Small Plastics, Big Inflammatory Problems.
This review examined how micro- and nano-plastics trigger inflammatory responses through interactions with immune cells, finding that particles activate multiple signaling pathways including NF-kB and NLRP3 inflammasome, potentially contributing to chronic low-grade inflammation linked to cardiovascular disease, autoimmune disorders, and cancer.
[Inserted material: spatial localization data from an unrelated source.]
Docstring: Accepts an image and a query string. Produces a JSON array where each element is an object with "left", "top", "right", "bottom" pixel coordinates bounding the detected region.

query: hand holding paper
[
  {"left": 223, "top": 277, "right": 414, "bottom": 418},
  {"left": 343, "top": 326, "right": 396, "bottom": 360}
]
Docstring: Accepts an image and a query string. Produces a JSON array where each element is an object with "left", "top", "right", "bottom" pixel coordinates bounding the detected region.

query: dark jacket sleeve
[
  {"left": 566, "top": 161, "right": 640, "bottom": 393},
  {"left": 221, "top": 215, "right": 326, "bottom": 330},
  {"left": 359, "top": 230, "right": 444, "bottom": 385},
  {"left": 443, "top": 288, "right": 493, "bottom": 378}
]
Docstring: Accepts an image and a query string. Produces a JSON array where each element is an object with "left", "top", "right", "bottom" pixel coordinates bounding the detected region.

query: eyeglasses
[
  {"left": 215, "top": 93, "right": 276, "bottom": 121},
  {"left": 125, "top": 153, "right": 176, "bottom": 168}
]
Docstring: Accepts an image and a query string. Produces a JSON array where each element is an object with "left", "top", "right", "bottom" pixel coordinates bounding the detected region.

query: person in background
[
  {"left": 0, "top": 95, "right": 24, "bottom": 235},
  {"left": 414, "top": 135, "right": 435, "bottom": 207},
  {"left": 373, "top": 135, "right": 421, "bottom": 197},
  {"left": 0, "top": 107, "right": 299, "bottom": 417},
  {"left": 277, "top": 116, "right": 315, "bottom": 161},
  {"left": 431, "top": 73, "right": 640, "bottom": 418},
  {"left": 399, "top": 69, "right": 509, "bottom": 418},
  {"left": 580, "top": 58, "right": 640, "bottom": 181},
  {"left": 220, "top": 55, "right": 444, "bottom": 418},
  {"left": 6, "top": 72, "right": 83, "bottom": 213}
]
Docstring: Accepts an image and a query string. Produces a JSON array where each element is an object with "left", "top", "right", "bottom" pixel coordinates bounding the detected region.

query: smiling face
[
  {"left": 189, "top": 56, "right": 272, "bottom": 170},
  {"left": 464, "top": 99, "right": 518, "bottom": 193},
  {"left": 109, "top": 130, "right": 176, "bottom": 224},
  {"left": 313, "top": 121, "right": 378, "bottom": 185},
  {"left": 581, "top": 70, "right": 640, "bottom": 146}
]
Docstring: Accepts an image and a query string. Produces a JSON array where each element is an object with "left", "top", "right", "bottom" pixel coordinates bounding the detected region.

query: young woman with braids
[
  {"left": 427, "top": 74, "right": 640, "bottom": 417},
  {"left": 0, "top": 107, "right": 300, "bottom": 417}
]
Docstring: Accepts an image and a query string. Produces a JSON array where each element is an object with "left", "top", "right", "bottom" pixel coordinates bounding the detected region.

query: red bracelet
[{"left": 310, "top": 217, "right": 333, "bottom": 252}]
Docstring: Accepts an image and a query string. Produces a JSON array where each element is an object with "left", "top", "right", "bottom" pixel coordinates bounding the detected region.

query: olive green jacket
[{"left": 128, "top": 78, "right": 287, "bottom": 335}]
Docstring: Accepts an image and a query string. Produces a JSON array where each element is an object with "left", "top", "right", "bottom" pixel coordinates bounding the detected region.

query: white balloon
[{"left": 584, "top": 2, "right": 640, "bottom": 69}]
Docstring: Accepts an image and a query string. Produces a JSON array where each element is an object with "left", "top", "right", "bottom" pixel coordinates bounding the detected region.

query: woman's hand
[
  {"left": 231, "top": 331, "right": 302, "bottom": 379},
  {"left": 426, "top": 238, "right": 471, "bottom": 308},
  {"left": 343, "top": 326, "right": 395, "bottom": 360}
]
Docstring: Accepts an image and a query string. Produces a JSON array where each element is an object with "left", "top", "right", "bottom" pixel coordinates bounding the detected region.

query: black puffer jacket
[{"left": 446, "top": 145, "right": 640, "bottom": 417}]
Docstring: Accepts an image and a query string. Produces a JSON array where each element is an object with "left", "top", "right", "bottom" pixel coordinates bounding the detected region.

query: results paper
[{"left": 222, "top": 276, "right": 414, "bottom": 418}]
Mitigating microplastic-induced organ Damage: Mechanistic insights from the microplastic-macrophage axes
This review is the first comprehensive examination of how microplastics interact with macrophages, the immune cells responsible for engulfing and removing foreign particles from the body. When macrophages absorb microplastics, the resulting oxidative stress disrupts their normal function, leading to inflammation and organ damage, with gut bacteria potentially playing a role in this harmful process.
Ferroptosis induced by environmental pollutants and its health implications
Researchers reviewed how environmental pollutants — including microplastics, PM2.5, and heavy metals — trigger ferroptosis, a form of programmed cell death driven by iron and fat oxidation, finding that targeting this cell death pathway could be a strategy to reduce organ damage caused by pollution exposure.